Employees do not have a legal right to record internal meetings. Therefore employees may wish to surreptitiously record disciplinary and grievance meetings, performance meetings and even “one to ones”. They may do this to gather evidence of ill treatment, proof of unfairness (such as evidence of a predetermined decision to dismiss made outside of a disciplinary procedure) or even to show clearly discriminatory attitudes.
If a recording suggests serious wrong doing such as bullying or harassment the employer is required to consider and act on this evidence, even if it was obtained without permission or in breach of company policy. This is because it may have been difficult for the employee to gather such evidence through other methods. Therefore they may have felt they had no other option but to use covert recordings.
Before commencing disciplinary proceedings against an employee who has secretly recorded a meeting it is important for an employer to determine the facts of the case and conduct a proper investigation. Points to consider would include the employee’s reason for making a recording and if they have expressly been told not to make such recordings. If there is a clear policy prohibiting recordings which indicates that dismissal is a possible disciplinary sanction then an employer should be in a stronger position to take disciplinary action.
Covert recordings will be admitted as evidence in tribunals at its discretion. Increasingly however, if the evidence is relevant to an issue between the parties, the tribunal will generally hear it.
Some employers have tried to put forward breach of human rights arguments to prevent the admission of covert recordings as evidence. However it would need to be shown that the relevant HR Manager’s right to private or family life was being interfered with and this is unlikely in an internal meeting.
The tribunal will normally require the recording to be submitted as a transcript with a copy of the recording made available to both the tribunal and the employer.
Case law draws a distinction between the “open” and “private” sections of a procedure. Different considerations tend to apply at a “hearing” (where the subject employee is normally present), and the private deliberations of the panel (which may take place after the employee has left the room, perhaps without removing their belongings).

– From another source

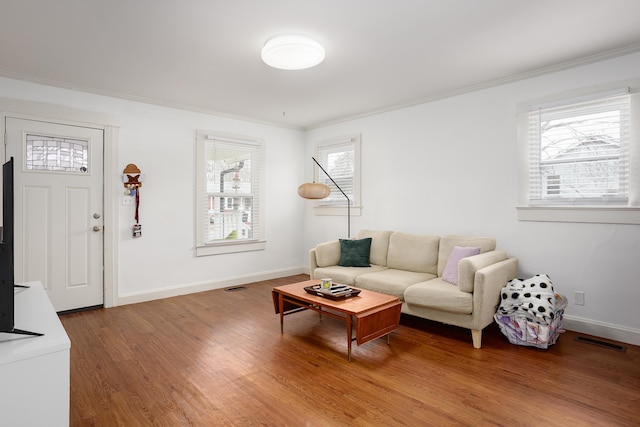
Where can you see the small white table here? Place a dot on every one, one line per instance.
(35, 370)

Tribunals are generally more willing to admit recordings of meetings where the employee was present as it is accepted that panel members should be able to conduct a full and frank discussion on the basis that these discussions remain private. However if covert recordings of private deliberations show evidence of discrimination then tribunals may well admit this evidence.
In Chairman and Governors of Amwell View School v Dogherty, UKEAT/0243/06 the EAT decided that whilst a covert recording of a disciplinary hearing could be admitted, the subsequent recording of the panel’s private deliberations could not.
In Vaughan v London Borough of Lewisham and others, UKEAT/0534/12 the claimant tried to introduce 39 hours of secret recordings of interactions between herself, managers and colleagues. This was unsupported by a transcript or clear detail of the content of the recording. The tribunal did not admit this evidence because they were unable to evaluate if it was relevant to the issues of the proceedings. On appeal the EAT upheld the tribunal’s decision but noted the outcome may be different if a more focused application had been made. They also commented that covert recordings were “very distasteful”.
In Punjab National Bank (International) Limited and others v Gosain UKEAT/0003/14, the claimant alleged sexual harassment, sex discrimination and constructive unfair dismissal. She had secret recordings of the disciplinary and grievance hearing, including the panel deliberations. She obtained the recording of the panel deliberations by leaving a tape recorder in her coat when she left the room. The private deliberations included comments:
- That the managing director had directed dismissal;
- That key issues in the grievance would be deliberately skipped;
- From the chair of the disciplinary hearing of a derogatory and sexually offensive nature about the claimant’s relationship with another employee.
The whole recording, including the recording of the private panel deliberation was ruled admissible even though the remarks did not directly relate to the matters under consideration by the panel.
Case law seems to show an increasing willingness by Tribunals to allow covert recordings if properly introduced into proceedings.
What does this mean for you or your business?
- Employees have no legal right to record meetings.
- Taking disciplinary action because an employee has made a secret recording could amount to victimisation under the Equality Act 2010 if the recording was made to provide evidence of discrimination.
- Covert recordings may be (and increasingly are) admissible in employment tribunal proceedings
What do you need to be doing now?
- Ensure you have a policy on recording meetings, and if it is your policy to not allow it, communicate it to employees in writing, for example in the staff handbook. Set out the consequences of any breach.
- Ask employees at the start of any meetings / hearings to confirm that they are not recording.
- Don’t say anything in a meeting that you would not want an employment tribunal to hear.
- Be very careful with any other conversations taking place around the hearing like panel deliberations or comments during a break. Ensure managers do not “let off steam” or make inappropriate comments.
- Keep a confidential note of the rationale behind decision making for use as evidence if a future allegation is made.
These notes have been prepared for the purpose of an article only. They should not be regarded as a substitute for taking legal advice.